1995, 2000 Penguin edition
Nick Hornby
High Fidelity
Original price $12.95, bought used for $2.99
Worn paperback
B

This book reminded me of Meredith's The Egoist (1879).  As Robert Louis Stevenson tells it, "A young friend of Mr. Meredith's...came to him in agony.  'This is too bad of you,' he cried.  'Willoughby is me!'  'No, my dear fellow,' said the author, 'he is all of us.'"  Unlike "Sir Willoughby," Rob takes pride in his ordinariness, his averageness.  And he is like a lot of men you've met, especially the ones who are obsessed with something, music in his case.  He was born in 1959, and the story begins with his memories of adolescence and youth, particularly his "top five break-ups."  It's now 1994 and his girlfriend Laura just left him for another man.

Rob has a lot of flaws, from insecurity to stalking.  He's not exactly likable, but he's not hatable either.  Unlike in The Egoist, you're not allowed the distance of a third person proto-Wildean narrator.  You're stuck in Rob's head, and he does a lot of complaining, about women, about music, about his parents, about strangers, more about music, a bit about movies, and about the lack of success of the record store he owns.  He does grow up some during the book (unlike Willoughby, who's not much changed by his unfathomable-to-him rejection).

When people say, "The movie is always better," this is one of my examples proving otherwise.  It is a good book, but the movie benefits from tighter, funnier writing and from having the cute-but-not-quite-handsome John Cusack as Rob, not to mention his sister Joan as blunt but loyal Liz and of course Jack Black as music snob Barry.  It could be argued that the story isn't supposed to be that enjoyable, that Rob is miserable and we should be, too, but I'd rather have the movie win me over, rather than feel like it doesn't really matter who Rob ends up with or what he does for a living.

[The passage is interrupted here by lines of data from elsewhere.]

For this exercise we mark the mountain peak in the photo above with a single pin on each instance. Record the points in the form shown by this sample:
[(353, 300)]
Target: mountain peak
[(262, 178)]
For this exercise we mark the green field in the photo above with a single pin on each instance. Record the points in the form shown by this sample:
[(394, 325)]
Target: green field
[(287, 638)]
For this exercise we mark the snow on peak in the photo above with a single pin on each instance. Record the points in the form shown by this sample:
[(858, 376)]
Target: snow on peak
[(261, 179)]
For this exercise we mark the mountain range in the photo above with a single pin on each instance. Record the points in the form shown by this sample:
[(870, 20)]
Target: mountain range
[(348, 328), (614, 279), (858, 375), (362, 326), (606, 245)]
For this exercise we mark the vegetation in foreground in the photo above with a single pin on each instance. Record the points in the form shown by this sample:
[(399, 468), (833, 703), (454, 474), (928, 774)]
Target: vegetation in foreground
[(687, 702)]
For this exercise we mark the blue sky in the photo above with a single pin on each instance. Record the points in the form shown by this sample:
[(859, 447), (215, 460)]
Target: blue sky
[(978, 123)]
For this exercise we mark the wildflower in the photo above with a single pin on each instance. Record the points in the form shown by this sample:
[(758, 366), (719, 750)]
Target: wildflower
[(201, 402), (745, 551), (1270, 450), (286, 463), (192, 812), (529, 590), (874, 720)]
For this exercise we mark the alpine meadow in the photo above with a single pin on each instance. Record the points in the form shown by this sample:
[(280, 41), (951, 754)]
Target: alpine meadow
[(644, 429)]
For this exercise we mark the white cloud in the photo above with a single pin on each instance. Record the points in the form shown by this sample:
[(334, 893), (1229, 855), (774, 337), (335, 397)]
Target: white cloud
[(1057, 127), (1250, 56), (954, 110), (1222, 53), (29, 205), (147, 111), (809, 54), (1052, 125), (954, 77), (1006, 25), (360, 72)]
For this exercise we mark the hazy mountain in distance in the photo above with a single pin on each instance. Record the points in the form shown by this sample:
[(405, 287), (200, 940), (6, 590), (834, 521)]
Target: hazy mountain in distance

At one point in the novel (maybe in the movie, too, I can't remember since it's been over a year since I last watched), Rob says something about how Ian/Ray (Laura's new boyfriend) wanting to meet and talk things over is very '90s.  Here at mid-decade I'm getting a sense of a subtle shift.  Maybe because I was an adult, the 1990s don't feel as neatly divided into pieces as the earlier decades (including ones before I was born) do.  The 1950s, '60s, '70s, and '80s each seem like every two or three years there were vast changes-- in politics, pop culture, sexuality, etc.  Yes, I was doing different things every year or two of the '90s (including jobs), but I have to think a moment before I remember what happened to other people in those years, unlike the '80s, where I just know.  

I think this book is the first in my collection to show the younger Baby Boomers really distinguishing themselves from their predecessors, as they themselves become "not that young anymore."  It's not that they're all slackers, or apolitical, or what have you.  But there's a certain wistful skepticism, a hopeless hopefulness, that wasn't there before.  As well as ambivalence about both feminism and "the sexual revolution," but also about The Good Old Days of Simpler Times.  We'll see this again with Marian Keyes's Watermelon, coming up shortly, and Fielding's Bridget Jones's Diary in 1996.  (That these three are all English or Irish novelists may or may not be significant.)  That I'm younger than the writers, but now older than the characters, adds a certain poignancy for me.  The mid-'90s don't seem that long ago, except when I think about things like Rob making mix tapes.